A cation exchange column on the other hand binds positively charge molecules by using a negatively charged stationary phase. As with the other column types the greater the net positive charge on a molecule the greater the affinity that molecule will have for the column. The greater the affinity the more eluent needed to wash that molecule away.
It is pretty easy to mix up anion and cation columns because they end up binding one type of charge but have the opposite charge as their stationary phase. Try and remember that the name of each tells you what type of molecule they bind. So a cation exchange column binds cations while an anion exchange column binds anions.
Another way of separating molecules is by affixing tags to them and designing columns that bind with high affinity to those tags. Molecules with the tag will get stuck while molecules lacking the tag are washed away. Although fairly trivial knowledge look out for any mention of histidine or nickel as they are commonly used when designing affinity-based column chromatography.
Molecules can also be separated by size by using size exclusion or gel filtration chromatography. Although this type of chromatography isn’t technically based on affinity we can still use our affinity framework to explain how they work. Under this framework, the stationary phase is composed of beads that have a high affinity for small molecules. So small molecules get stuck in the column while larger ones are washed through quickly. This occurs because the beads have microscopic pores that only allow tiny molecules to enter.
So while bigger molecules are playing Plinko outside of the beads the small molecules are taking the slow and scenic route through them.

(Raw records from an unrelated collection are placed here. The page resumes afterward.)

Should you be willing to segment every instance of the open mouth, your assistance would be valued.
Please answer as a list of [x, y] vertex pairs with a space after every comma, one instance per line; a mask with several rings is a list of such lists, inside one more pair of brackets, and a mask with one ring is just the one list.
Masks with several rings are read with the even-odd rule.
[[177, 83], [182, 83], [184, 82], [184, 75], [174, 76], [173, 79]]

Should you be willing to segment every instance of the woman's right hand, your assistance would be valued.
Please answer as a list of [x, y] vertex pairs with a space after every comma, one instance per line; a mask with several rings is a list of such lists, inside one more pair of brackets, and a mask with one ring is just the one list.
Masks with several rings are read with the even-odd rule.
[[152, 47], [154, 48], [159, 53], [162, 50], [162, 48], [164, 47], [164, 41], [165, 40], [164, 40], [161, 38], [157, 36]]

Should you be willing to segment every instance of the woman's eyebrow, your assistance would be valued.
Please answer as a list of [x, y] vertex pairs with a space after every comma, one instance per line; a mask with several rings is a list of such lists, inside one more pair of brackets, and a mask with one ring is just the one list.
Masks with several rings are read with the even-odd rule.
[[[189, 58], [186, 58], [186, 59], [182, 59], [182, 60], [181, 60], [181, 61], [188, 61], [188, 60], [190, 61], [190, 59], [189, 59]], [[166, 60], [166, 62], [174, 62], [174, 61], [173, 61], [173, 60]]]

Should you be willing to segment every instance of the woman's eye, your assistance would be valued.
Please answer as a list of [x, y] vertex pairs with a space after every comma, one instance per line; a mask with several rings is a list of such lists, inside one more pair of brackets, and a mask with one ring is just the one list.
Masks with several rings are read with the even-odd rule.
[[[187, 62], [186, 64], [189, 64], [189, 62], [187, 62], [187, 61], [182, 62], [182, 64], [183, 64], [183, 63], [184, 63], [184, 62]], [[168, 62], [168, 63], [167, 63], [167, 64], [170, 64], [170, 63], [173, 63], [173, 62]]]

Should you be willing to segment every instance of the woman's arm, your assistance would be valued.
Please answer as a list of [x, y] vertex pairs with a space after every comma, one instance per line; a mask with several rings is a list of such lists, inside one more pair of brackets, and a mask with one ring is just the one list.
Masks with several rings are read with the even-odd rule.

Additionally molecules can be purified or separated using high performance liquid chromatography (HPLC). HPLC works like any other column except it is completely computer controlled and results in more precise and accurate separations. Typically polarity based HPLC is carried out however a wide variety of stationary and mobile phases can be used depending on what needs to be separated.
Moving on from the liquid phase is gas chromatography or GC for short. GC analyzes volatile compounds by first vaporizing them. From there an inert gas such as helium carries the gas through a crushed stationary phase. Here separation occurs due to two factors molecular weight and polarity.
Since the stationary phase is usually polar more polar molecules will adhere as they pass through and slow down. As in normal-phase column chromatography these molecules will take a longer time to reach the detector on a GC and will end up being one of the last traces. In contrast, nonpolar molecules will fly through the stationary phase and straight to the detector.
Additionally, the molecular weight of each gaseous molecule determines its speed with heavier molecules moving more slowly. Therefore polarity being equal smaller molecules will be detected first and larger molecules second.